- The Washington Times - Sunday, March 16, 2003

Rebels seize airport, presidential palaces
BANGUI Insurgents loyal to a former army chief captured the Central African Republic's airport, large swathes of its capital and several presidential residences yesterday while the president was out of the country.
Intense artillery and smaller-arms fire began around 3:15 p.m. local time as the rebels entered the capital, Bangui, from the north. The fighters identified themselves to residents as loyalists of former Army chief Francois Bozize, whose forces narrowly failed to capture the capital in October.
The attacks in this coup-prone nation came while President Ange-Felix Patasse visited Niamey, the capital of Niger, for a meeting of African heads of state.

Rebel chief faces war-crimes court
BONTHE Rebel leader Foday Sankoh, his head slumped on his chest, right leg shaking constantly and grey hair in dreadlocks, was wheeled before a war-crimes court in Sierra Leone yesterday.
Mr. Sankoh is one of seven persons indicted by the U.N.-backed court and charged with crimes against humanity and violations of international humanitarian law, including murder, rape, sexual slavery, extermination and other acts of terror.
Mr. Sankoh and his Revolutionary United Front took up arms in 1991 to start one of Africa's most savage civil wars. About 50,000 died, and thousands more had limbs deliberately hacked off by fighters.
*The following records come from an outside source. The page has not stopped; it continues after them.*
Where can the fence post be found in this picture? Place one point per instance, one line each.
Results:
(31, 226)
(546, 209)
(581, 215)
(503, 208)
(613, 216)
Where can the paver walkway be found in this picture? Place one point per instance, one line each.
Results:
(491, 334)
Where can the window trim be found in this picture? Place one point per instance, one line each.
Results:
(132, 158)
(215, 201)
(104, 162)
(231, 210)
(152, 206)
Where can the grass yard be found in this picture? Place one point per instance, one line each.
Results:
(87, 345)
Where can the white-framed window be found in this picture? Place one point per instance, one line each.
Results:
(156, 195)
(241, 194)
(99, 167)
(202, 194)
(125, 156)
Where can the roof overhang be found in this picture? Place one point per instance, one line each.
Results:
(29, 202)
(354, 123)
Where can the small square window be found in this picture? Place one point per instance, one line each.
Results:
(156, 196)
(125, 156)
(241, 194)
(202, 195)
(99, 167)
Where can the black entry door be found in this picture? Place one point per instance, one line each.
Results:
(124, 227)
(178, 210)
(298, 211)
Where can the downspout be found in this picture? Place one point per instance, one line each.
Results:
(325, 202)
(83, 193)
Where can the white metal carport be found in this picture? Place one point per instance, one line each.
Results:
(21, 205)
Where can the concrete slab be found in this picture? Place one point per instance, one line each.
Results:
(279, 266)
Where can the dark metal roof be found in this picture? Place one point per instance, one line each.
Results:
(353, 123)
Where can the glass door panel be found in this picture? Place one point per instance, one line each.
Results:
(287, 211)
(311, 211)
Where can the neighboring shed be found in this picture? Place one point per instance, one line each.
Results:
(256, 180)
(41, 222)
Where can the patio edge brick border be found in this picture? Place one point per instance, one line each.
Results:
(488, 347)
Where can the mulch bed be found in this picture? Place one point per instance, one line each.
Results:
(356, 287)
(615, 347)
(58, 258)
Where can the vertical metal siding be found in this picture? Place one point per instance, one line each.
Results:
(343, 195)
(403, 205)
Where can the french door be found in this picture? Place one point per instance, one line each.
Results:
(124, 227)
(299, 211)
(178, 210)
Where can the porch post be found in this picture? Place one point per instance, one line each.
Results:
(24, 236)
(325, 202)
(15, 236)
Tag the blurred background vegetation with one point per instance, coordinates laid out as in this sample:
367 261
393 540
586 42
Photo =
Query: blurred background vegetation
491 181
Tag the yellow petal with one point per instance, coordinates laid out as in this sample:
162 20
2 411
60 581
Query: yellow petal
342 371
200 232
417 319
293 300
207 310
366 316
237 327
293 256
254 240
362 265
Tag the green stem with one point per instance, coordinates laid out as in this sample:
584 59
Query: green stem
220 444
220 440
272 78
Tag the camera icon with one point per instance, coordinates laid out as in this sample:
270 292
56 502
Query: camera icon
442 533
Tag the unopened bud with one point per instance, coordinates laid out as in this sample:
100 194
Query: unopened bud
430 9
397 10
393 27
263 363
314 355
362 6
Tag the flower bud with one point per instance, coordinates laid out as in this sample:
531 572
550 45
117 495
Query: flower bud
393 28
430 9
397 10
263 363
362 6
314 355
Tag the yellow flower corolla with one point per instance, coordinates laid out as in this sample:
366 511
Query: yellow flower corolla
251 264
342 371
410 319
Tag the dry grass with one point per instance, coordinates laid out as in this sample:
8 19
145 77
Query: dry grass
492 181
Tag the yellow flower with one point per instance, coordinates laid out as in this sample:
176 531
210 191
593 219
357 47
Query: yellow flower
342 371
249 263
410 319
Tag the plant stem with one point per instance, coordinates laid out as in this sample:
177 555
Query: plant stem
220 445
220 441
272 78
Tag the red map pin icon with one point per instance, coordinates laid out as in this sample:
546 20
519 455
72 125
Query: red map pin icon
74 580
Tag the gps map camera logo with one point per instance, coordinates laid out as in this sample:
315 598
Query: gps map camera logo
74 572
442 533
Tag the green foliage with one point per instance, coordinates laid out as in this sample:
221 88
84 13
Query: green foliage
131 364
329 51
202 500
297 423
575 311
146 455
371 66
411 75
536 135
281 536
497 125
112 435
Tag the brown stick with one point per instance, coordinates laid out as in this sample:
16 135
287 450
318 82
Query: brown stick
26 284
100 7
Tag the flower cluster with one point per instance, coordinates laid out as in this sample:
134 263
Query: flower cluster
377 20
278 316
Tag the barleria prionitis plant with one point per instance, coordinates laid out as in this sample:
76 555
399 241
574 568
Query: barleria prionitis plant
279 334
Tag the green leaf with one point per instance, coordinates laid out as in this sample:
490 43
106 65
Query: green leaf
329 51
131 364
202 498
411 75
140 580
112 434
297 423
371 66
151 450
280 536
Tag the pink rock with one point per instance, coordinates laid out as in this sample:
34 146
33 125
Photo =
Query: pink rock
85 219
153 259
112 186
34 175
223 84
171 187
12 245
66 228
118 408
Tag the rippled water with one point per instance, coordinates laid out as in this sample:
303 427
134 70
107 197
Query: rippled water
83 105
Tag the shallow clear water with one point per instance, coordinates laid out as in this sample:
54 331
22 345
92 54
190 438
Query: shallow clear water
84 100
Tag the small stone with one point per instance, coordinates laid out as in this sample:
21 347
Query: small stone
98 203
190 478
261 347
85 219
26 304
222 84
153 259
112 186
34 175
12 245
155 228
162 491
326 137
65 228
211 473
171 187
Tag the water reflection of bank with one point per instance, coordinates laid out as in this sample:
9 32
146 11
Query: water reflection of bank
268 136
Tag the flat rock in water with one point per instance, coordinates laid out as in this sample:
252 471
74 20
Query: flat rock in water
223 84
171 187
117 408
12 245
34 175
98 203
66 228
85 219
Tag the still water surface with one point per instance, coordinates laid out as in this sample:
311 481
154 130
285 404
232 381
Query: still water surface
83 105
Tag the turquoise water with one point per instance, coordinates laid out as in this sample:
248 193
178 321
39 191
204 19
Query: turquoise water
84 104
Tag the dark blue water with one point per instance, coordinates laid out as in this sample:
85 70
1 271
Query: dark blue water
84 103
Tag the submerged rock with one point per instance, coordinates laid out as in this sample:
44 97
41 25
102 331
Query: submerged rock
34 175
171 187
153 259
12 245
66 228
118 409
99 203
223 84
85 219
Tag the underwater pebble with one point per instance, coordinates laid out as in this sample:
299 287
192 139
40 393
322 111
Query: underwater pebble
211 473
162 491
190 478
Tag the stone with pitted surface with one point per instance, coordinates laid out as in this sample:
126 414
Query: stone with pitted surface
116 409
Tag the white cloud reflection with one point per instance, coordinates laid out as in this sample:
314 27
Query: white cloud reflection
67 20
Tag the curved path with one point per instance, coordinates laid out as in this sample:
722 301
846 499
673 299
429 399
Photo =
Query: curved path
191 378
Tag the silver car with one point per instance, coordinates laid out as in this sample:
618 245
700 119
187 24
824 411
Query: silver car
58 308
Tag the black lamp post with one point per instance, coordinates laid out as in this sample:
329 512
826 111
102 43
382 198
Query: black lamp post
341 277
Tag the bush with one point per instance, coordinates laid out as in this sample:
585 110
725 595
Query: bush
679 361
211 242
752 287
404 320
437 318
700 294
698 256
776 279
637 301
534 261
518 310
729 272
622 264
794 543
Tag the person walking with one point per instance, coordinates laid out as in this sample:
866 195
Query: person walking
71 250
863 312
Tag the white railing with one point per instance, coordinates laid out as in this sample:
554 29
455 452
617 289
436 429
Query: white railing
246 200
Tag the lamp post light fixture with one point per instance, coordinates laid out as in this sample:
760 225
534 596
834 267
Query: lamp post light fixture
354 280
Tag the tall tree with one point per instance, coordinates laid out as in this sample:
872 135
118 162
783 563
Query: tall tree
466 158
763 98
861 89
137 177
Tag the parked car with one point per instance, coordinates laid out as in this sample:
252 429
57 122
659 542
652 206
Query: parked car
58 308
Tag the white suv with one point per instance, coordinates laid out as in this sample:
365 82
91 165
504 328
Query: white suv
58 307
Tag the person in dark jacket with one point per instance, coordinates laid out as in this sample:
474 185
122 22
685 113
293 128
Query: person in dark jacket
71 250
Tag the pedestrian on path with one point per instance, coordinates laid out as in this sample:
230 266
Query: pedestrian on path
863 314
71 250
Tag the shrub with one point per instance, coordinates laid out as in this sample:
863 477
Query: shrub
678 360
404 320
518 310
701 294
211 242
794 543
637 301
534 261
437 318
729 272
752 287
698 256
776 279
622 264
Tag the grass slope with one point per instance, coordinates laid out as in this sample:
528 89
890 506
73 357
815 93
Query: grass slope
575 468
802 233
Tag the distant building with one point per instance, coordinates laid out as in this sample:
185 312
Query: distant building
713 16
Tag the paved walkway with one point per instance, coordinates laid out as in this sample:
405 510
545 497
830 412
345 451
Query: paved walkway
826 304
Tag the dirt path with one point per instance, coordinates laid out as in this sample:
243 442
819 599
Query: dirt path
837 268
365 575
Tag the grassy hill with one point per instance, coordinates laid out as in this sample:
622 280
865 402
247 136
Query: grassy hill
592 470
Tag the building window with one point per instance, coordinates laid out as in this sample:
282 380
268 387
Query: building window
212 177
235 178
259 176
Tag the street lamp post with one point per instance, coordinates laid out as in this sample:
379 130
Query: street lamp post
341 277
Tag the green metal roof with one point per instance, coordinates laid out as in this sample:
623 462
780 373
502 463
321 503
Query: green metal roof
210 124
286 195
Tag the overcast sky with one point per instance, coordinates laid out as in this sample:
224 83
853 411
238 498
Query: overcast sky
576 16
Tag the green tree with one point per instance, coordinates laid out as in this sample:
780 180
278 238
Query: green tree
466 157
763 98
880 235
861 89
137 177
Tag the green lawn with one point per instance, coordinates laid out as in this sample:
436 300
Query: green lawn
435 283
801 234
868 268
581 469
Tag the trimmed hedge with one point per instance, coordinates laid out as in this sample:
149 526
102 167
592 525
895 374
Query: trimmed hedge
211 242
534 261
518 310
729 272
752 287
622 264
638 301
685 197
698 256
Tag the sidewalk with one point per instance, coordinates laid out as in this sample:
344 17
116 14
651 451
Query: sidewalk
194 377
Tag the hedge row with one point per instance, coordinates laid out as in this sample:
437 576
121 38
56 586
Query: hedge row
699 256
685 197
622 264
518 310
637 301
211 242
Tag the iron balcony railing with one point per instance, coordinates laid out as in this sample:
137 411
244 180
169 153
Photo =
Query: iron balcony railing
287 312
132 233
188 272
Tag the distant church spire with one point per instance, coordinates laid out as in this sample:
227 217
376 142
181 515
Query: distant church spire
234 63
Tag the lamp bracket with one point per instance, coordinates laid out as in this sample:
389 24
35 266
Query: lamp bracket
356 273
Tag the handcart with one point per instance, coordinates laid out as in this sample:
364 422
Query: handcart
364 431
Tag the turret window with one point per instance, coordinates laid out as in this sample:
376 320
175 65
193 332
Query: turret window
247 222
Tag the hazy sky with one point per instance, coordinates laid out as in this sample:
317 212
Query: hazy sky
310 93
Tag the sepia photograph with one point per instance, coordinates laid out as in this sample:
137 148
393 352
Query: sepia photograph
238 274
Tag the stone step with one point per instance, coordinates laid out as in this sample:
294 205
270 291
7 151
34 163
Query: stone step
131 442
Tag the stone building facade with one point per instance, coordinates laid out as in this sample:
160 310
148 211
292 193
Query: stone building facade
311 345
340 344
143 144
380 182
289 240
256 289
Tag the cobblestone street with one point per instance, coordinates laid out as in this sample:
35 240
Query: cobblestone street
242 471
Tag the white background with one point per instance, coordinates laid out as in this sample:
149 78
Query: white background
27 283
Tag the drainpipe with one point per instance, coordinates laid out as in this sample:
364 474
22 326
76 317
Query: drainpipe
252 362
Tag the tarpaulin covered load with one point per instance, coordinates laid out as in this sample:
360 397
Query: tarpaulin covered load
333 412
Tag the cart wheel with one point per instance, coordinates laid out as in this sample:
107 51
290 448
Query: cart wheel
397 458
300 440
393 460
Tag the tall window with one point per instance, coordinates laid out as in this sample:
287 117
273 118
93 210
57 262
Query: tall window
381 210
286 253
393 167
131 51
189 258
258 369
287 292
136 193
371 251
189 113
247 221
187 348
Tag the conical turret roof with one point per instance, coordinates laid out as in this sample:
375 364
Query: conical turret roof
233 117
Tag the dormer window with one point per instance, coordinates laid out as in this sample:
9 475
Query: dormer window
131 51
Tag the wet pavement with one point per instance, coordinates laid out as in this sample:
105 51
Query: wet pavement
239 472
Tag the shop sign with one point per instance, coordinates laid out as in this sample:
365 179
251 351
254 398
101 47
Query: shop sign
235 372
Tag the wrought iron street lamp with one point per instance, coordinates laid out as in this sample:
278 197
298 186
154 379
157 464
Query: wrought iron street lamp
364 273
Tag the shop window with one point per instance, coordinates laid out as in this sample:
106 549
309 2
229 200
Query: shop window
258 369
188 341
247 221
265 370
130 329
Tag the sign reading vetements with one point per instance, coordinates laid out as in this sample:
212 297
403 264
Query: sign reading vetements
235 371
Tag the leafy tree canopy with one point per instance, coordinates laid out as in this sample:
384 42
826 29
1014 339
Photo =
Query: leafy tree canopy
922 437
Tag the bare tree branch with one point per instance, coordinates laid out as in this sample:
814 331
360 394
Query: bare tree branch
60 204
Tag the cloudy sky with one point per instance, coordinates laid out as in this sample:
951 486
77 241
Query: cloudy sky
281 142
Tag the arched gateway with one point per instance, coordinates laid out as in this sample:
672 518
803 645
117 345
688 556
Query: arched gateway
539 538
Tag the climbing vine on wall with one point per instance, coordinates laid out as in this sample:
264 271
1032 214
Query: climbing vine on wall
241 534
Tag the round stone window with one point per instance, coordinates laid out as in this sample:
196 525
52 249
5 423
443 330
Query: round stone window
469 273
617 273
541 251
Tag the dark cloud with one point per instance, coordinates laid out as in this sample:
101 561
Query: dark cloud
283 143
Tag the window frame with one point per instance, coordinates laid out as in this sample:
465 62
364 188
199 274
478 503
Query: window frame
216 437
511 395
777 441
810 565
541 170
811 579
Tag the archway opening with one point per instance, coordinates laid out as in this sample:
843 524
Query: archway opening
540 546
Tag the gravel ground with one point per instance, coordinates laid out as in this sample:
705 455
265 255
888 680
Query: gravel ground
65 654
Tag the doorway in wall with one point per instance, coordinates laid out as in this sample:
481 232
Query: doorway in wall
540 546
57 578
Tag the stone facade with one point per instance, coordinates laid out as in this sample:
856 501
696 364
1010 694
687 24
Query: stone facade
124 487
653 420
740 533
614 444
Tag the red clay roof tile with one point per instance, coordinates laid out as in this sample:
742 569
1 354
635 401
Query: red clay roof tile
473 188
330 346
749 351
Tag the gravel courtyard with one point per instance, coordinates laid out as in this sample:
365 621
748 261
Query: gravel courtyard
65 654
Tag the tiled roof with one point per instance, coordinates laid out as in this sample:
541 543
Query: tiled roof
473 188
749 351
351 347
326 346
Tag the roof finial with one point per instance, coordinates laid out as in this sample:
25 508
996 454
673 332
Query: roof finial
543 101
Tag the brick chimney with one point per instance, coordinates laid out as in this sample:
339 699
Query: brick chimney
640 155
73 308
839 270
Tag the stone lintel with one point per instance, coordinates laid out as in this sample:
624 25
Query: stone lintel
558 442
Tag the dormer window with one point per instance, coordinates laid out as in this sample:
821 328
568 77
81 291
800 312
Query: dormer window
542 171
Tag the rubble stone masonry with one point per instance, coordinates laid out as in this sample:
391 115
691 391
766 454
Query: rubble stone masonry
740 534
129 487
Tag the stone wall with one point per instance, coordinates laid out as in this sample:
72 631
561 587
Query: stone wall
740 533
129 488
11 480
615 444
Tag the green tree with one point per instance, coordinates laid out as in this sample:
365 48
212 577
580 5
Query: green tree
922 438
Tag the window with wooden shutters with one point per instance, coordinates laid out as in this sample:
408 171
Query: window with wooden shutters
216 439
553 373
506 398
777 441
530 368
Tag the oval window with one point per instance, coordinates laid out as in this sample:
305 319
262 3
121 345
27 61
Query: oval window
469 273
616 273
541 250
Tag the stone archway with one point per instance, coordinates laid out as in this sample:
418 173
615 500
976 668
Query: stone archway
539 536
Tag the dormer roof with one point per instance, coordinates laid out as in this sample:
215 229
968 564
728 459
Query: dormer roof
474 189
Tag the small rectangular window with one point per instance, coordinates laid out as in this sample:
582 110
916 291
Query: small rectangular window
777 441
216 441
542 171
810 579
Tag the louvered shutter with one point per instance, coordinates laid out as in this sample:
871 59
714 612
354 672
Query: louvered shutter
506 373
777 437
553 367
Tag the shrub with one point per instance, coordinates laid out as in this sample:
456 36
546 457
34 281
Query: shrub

Greenpeace blockade of naval base ended
MADRID Greenpeace said yesterday that Spanish police had carried out a midnight raid to end a 14-hour blockade of a U.S.-Spanish naval base by the environmental group's Rainbow Warrior flagship.
No comment was immediately available from police or the government of Spanish Prime Minister Jose Maria Aznar, one of President Bush's staunchest European allies on Iraq.
A Greenpeace spokeswoman said police boarded the Rainbow Warrior after it obstructed the entrance to the Rato naval base on Spain's southern coast Friday and prevented a U.S. military supply ship from leaving.

Scuffles mar return of exiled royals
NAPLES Scuffles broke out outside Naples Cathedral yesterday, forcing the heirs to the Italian throne to cancel attending a Mass there on their first visit to the city after 57 years in exile.
Supporters of the exiled members of the Savoy royal family scuffled with backers of a rival royal dynasty, the Bourbons, who ruled what was then the Kingdom of Naples until the 19th century.
Vittorio Emanuele, 65, grandson of Italy's last king; his wife, Marina Doria; and their 30-year-old son, Emanuele Filiberto, arrived in Naples earlier for a three-day visit. It was their first lengthy stay in Italy since the Italian parliament last year lifted a ban imposed on the male heirs of the royal family after World War II for the then-monarch's collaboration with fascist dictator Benito Mussolini.

Huge wedding thrown for Chavez's daughter
CARACAS Venezuelan President Hugo Chavez threw a magnificent wedding for his daughter yesterday, with a cake big enough to serve 1,000, including Cuban leader Fidel Castro, who is reported to have declined his invitation.
Venezuela's press has dubbed it the "revolutionary wedding," after the president's leftist politics.
Rosa Virginia Chavez, who appears at her father's side more often than the first lady, was married to the defense minister's nephew Pedro Manuel Prieto in a 19th-century chapel on the grounds of the Miraflores presidential palace in Caracas.
Rosa Virginia is the second of Mr. Chavez's four children from two marriages.